A potential limitation of this study is that the allocation to the AL-plus-SLD-PQ group versus the AL arm was not randomized, but determined by the intermittent stock availability of primaquine in the study area. In addition, only 67 of the 78 participants estimated by the sample size calculation completed the follow-up for gametocyte clearance assessment, which may have introduced limitations. By day 14, which is the final time point for evaluating mosquito infection, 76 participants remained under follow-up, thereby reducing the potential effect of this shortfall on study findings. One limitation was that the presence and absence of gametocytes could not be detected by molecular methods post treatment on days 3, 7, and 14. Another limitation is the lack of molecular gametocyte quantification, which affects the ability to establish a clear relationship between low gametocyte densities and infectiousness. Consequently, female and male gametocytes were not assessed, which restricted the ability to fully understand gametocyte dynamics and their possible role in transmission. Similarly, another limitation is that the mosquito feeding experiments were performed using a Petri dish gel warmer, which may have reduced mosquito infectivity and active mosquito feeding, resulting in variability both within and between experiments.
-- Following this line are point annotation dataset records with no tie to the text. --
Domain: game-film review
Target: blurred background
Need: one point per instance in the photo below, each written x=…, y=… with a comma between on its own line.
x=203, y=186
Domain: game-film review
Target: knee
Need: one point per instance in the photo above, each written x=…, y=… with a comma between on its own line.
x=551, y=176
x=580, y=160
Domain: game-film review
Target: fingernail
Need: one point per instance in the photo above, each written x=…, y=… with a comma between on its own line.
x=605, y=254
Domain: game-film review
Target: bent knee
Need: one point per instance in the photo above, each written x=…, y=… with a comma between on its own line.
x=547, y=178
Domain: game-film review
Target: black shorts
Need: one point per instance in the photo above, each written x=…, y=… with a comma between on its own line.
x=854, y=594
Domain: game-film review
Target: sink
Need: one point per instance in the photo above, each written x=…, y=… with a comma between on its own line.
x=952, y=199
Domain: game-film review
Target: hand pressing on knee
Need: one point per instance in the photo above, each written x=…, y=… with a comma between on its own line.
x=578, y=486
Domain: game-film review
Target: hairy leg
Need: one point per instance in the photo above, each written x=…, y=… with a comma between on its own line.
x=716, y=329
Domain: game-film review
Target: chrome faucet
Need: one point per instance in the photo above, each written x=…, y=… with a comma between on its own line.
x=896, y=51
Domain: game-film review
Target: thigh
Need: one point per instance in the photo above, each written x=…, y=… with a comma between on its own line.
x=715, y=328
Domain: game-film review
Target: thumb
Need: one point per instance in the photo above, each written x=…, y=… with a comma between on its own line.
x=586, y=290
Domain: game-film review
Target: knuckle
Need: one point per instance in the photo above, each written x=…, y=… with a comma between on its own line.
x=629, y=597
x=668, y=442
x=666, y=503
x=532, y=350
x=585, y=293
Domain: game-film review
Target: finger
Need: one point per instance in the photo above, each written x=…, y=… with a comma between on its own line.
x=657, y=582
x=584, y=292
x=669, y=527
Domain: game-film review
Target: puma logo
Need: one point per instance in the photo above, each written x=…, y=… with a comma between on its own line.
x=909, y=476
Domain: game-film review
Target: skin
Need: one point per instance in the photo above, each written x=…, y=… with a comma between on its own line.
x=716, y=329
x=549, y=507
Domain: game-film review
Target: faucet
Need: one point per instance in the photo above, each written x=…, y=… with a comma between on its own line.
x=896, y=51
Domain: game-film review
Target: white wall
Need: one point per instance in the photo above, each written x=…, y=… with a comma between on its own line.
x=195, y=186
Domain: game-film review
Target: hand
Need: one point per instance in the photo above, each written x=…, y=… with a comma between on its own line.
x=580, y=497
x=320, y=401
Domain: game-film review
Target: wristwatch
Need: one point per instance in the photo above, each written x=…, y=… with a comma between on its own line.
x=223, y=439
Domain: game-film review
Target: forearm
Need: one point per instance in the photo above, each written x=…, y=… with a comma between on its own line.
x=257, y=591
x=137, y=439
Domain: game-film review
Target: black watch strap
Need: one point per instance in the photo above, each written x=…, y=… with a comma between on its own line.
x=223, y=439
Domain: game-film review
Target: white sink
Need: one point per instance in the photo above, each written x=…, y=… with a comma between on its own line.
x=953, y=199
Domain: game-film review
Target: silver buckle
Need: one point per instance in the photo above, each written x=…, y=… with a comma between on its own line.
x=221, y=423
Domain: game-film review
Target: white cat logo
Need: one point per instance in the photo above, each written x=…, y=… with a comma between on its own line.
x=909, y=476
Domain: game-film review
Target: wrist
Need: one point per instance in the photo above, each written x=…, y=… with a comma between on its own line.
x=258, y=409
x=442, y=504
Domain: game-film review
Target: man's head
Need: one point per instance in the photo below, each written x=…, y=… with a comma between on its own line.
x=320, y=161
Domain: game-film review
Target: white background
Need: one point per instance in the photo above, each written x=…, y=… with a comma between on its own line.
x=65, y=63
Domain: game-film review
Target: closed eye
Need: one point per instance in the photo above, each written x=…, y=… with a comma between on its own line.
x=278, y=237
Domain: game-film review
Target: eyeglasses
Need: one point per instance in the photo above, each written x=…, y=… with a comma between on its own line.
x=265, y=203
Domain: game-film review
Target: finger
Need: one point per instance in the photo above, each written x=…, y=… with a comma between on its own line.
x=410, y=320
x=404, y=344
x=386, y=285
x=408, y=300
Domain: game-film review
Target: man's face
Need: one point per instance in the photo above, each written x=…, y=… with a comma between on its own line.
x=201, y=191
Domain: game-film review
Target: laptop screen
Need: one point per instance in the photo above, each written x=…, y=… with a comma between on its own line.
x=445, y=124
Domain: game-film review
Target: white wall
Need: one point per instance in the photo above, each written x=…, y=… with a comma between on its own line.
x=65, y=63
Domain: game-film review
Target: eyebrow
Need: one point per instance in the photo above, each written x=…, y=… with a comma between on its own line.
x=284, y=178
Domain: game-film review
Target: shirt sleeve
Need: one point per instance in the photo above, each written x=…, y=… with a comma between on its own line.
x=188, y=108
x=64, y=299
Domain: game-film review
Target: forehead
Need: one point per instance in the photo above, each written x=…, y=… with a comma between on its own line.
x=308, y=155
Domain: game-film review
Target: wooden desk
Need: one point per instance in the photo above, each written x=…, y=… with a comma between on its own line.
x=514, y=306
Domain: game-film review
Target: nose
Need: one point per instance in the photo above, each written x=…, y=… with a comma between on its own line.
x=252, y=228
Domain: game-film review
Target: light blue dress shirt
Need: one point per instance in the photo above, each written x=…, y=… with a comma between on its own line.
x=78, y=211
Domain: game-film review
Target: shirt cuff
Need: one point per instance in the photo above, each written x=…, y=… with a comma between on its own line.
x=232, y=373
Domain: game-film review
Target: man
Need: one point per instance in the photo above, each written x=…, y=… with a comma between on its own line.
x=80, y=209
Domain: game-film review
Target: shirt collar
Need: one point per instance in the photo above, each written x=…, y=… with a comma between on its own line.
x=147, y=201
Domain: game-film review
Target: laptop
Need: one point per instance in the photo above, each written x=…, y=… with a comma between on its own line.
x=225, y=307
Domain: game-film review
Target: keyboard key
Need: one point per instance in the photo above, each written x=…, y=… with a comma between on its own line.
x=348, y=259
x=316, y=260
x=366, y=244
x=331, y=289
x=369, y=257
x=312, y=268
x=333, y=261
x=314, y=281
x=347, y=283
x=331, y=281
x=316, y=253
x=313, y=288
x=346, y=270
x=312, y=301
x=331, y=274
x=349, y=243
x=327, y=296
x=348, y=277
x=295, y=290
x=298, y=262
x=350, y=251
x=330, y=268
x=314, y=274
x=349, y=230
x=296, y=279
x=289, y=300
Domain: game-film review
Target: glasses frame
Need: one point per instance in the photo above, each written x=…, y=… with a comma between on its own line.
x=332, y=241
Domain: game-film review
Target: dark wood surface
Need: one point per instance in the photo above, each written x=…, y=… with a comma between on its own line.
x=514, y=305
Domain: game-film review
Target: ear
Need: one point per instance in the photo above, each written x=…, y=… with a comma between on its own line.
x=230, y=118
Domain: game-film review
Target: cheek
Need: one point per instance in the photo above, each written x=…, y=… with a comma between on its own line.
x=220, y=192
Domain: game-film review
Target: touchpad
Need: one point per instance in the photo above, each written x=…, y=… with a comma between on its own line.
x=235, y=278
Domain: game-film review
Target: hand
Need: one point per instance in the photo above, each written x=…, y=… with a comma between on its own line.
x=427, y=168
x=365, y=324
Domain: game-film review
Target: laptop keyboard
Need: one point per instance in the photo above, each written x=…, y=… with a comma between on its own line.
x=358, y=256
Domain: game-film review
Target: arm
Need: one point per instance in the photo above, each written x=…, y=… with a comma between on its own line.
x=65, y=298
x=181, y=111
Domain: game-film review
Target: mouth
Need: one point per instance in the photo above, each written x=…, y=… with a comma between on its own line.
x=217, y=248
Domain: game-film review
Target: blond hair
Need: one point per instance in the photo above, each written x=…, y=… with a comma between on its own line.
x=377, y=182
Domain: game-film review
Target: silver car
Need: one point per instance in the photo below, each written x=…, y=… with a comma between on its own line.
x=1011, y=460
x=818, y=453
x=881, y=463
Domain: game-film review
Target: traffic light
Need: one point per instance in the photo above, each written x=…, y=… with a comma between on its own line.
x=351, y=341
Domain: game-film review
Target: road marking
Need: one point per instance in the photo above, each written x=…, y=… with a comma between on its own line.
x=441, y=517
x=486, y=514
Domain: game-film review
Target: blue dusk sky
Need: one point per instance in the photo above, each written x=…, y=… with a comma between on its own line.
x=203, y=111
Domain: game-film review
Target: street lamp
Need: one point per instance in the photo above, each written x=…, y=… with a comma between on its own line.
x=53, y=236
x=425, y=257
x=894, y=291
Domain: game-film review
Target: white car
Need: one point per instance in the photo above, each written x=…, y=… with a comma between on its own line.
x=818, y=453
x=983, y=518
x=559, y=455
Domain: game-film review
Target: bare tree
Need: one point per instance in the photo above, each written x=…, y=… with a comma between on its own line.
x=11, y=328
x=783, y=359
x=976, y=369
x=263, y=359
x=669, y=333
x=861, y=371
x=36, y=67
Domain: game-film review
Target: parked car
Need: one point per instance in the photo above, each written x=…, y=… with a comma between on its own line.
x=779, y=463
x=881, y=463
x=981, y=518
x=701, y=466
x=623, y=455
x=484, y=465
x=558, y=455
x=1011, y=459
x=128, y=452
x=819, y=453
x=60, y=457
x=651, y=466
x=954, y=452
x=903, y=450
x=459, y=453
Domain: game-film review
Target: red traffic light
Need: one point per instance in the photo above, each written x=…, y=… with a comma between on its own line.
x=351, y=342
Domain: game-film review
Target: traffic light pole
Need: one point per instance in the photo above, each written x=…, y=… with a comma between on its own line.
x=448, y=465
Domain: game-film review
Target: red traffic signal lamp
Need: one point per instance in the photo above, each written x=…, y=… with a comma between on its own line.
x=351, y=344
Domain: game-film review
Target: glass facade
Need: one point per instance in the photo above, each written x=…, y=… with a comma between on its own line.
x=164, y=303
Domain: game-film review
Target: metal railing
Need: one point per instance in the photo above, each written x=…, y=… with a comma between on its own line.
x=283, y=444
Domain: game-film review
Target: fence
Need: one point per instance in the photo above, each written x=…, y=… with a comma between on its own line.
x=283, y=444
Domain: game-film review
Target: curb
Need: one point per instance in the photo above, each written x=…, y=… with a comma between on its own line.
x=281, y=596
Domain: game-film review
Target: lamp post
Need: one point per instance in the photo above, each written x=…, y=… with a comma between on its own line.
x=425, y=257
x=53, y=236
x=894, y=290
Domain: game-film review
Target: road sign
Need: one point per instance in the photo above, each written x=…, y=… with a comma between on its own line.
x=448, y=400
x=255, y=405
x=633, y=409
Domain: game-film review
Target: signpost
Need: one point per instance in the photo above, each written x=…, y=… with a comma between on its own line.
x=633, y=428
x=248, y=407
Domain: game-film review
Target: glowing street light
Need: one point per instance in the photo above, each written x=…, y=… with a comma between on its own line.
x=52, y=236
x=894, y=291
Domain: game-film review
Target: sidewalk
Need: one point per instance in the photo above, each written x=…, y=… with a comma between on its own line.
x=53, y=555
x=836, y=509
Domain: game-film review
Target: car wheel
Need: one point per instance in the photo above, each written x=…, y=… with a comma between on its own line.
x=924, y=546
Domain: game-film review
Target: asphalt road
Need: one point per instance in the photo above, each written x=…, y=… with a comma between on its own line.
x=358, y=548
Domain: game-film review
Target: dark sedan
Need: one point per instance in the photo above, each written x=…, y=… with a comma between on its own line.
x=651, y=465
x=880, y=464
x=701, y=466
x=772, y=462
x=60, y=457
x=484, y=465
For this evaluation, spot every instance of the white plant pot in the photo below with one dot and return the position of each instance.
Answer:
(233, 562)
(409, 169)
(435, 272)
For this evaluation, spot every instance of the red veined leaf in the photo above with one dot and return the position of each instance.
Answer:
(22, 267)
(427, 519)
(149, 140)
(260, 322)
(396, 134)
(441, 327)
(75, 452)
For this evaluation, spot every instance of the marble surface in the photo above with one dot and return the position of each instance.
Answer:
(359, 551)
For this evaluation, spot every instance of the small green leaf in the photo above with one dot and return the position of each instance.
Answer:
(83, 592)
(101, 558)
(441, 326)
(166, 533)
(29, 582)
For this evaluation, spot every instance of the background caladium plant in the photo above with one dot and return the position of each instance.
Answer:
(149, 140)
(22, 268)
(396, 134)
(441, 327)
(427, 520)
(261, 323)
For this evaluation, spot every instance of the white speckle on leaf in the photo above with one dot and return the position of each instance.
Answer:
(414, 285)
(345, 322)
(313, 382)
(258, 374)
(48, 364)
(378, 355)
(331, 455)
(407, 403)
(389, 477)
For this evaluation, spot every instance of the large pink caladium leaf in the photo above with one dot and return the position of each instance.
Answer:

This may have complicated the estimation of the drug effect and should be taken into account in the analysis to interpret the results better.
Additionally, since oocyst detection was also achieved using microcopy, sub-microscopy infections arising from gametocytes exposed to antimalarial drugs may have been missed. This study, while robust, does have limitations. Moreover, while MFAs are considered the gold standard for assessing infectivity, they may not fully reflect natural transmission dynamics in the field. Nonetheless, the use of large mosquito numbers, standardized protocols, and consistent trends across multiple time points strengthens confidence in the findings.

6. Implications for Malaria Elimination

The findings strongly advocate for the operational integration of SLD-PQ into national treatment policies for P. falciparum malaria, particularly in regions with persistent transmission. The marked and rapid reduction in gametocyte carriage and mosquito infectivity following AL combined with SLD-PQ underscores its potential to interrupt local transmission chains, which is a cornerstone of malaria elimination strategies. While targeting gametocyte carriage duration is crucial, the variability in individual responses to treatment and the emergence of drug resistance may complicate the effectiveness of these strategies, necessitating ongoing research and adaptation of control measures.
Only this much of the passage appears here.